Il Monte Waesche ha fornito inquietanti indizi sul fatto che la perdita di ghiaccio possa reinnestare le sue eruzioni. Ora, i ricercatori stanno prendendo di mira sia il Monte Erebus che il Monte Waesche per scoprire le minacce immediate e a lungo termine. I sensori installati questo mese lungo il bordo dell’Erebus potrebbero aiutare i ricercatori a comprendere la minaccia che il vulcano rappresenta per McMurdo e la vicina base Scott della Nuova Zelanda. Una ricerca sul campo pianificata per questo mese a Waesche, invece, esplorerà la possibilità che il cambiamento climatico possa risvegliare i vulcani ghiacciati.

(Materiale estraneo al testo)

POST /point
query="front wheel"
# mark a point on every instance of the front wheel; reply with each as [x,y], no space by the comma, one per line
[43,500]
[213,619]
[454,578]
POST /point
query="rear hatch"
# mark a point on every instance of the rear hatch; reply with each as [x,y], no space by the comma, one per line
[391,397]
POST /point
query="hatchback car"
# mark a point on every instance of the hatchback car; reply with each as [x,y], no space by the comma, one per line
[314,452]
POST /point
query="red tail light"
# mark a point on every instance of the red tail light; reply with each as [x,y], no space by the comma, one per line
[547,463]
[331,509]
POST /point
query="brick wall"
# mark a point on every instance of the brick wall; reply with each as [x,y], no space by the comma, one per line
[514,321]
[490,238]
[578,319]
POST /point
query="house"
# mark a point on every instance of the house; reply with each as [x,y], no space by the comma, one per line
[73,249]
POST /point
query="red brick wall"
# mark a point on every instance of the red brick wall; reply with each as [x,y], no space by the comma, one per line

Come il clima potrebbe influenzare i vulcani
L’idea è questa: man mano che il peso del ghiaccio sui vulcani diminuisce, i gas intrappolati nel magma vengono rilasciati come le bollicine in una bottiglia di champagne stappata, innescando le eruzioni. Una tale dinamica è stata osservata con i vulcani in Islanda e nel Pacifico nordoccidentale degli Stati Uniti, afferma Adelina Geyer, vulcanologa presso Geosciences Barcelona. “Non appena i ghiacciai iniziano a ritirarsi, l’attività vulcanica inizia ad aumentare”.
Ma in Antartide non è stata registrata alcuna prova di questa interazione. Lo scorso decennio, un team NMT ha fatto l’arduo viaggio a Waesche, a circa 1500 chilometri da McMurdo, e ha campionato lave risalenti all’ultima attività, più di 100.000 anni fa. Le analisi di laboratorio, ancora inedite, hanno rivelato che le rocce provenivano da più di 50 eruzioni diverse, quasi il 90% delle quali si è verificato quando le temperature erano alte, come quelle odierne, e quando le calotte glaciali erano presumibilmente sottili. “È stata una correlazione del tutto inaspettata“, afferma Zimmerer.
Questo mese, i ricercatori torneranno a Waesche, alla ricerca di altre rocce che potrebbero confermare se la perdita di ghiaccio sovrastante abbia causato il risveglio di Waesche.
Le ipotesi sul futuro
Il team spera di visitare altri vulcani nei prossimi anni per esplorare la loro risposta allo scioglimento del ghiaccio. Zimmerer afferma che non è chiaro quanto velocemente i vulcani risponderebbero al restringimento del ghiaccio, se mai lo facessero. E un vulcano che erutta sotto il ghiaccio non causerebbe molto scioglimento extra. “Ma se ne eruttassero molti – afferma – potrebbe instaurarsi un ciclo di feedback, con la perdita di ghiaccio che porterebbe a più vulcanismo e più eruzioni a più perdita di ghiaccio e al conseguente innalzamento del livello del mare”.